3. The last blank corresponds to the age cutoff you have defined above. 

In [None]:
# numerical summary of age
tanf_cohort_clean <- tanf_cohort_clean %>%
    mutate(
        # fill in the blank for your year-quarter combination of interest in: 'YYYY/MM/DD'
        age_at_event = trunc((dob %--% ymd('____')) / years(1)),
        # fill in the blank with the age cutoff of your choice. Define categories accordingly. 
        age_ind = ifelse(age_at_event >= ___, "____", "____")
    ) %>%
    # filter based on the age cutoff of your choice (from above)
    filter(age_at_event >= ___)


In [None]:
# Uncomment the line below if you would like to see the hint
# check_2.hint()

In [None]:
# Uncomment the line below if you would like to see the solution
# check_2.solution()

Based on your results from above, we will visualize the age distribution of the remaining TANF enterers/exiters. This may prove useful for your research projects as such methods help contextualize future findings. In this case, it will help us further develop an understanding of the age distribution of adult TANF enterers.

In [None]:
# fill in the blank below to create a visual summary of age
tanf_cohort_clean %>%
    ggplot(aes(x=age_at_event)) + 
    geom_histogram()

## Checkpoint 3: Affiliation

In the `02_Creating_a_cohort.ipynb`, we looked at utilizing the **affil** variable, which tracks the affiliation of an individual to the one receiving assistance. We concentrated on the member of the family receiving assistance (**affil = 1**).

Within this checkpoint, we encourage you to explore additional values that **affil** can take on. 

From the data dictionary, we observe that **affil** can take up multiple values (ranging from 1-5). For example: a value of 2 refers to "Parent of minor child in the eligible family receiving assistance". Is this a case that you would like to keep in your cohort? Are there other values of **affil** that interest you? We encourage you to leverage the data dictionary for this checkpoint:

In [None]:
# filter to keep additional values of affil. These can be more than 3 as well
tanf_cohort_clean <- tanf_cohort_clean %>%
    # format: c(value_1, value_2, value_3, ...) – 3 blanks are placeholders, you can choose any range of values.
    filter(affil %in% c(__, __, __)) 

In [None]:
# counting the number of individuals (not a checkpoint)
tanf_cohort_clean %>% 
    summarize(
        n_people = n_distinct(ssn)
    )

In [None]:
# Uncomment the line below if you would like to see the hint
#check_3.hint()

In [None]:
# Uncomment the line below if you would like to see the solution
#check_3.solution()

## Checkpoint 4: Saving as a Permanent Table

In this checkpoint, we ask you to save the cohort that you created above. When doing so, please save your table with the prefix **team#\_name** to differentiate between tables for each team and invididual. **#** refers to your team number and **name** refers to your name (in lower case). For example: **team5_cohort_john**.

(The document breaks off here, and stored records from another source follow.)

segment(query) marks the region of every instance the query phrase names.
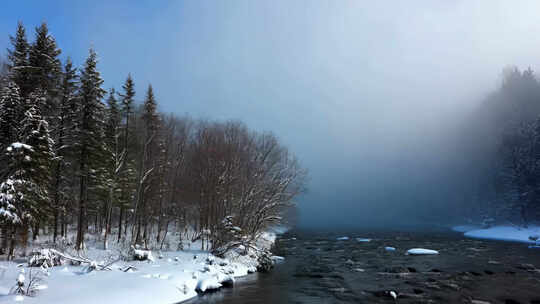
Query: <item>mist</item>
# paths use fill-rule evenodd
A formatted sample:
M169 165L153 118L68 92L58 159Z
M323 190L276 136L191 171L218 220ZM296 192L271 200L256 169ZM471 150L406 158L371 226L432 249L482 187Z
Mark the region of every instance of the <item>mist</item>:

> Note: The **dbo.** string will stay as it is and does not need to be changed. 



In [None]:
qry <- "use tr_tdc_2022;"
DBI::dbExecute(con, qry)

DBI::dbWriteTable(
    conn = con,
    # Replace the blank below with a string in the following format: team#_name (example provided above).
    name = DBI::SQL("dbo.___"), # Only replace the blank. Keep "dbo." as it is
    value = tanf_cohort_clean, 
    overwrite = TRUE # Overwrites any existing tables 
)

In [None]:
# Uncomment the line below if you would like to see the hint
#check_4.hint()

We have not provided a solution for this. You can confirm that your table saved properly by querying from it.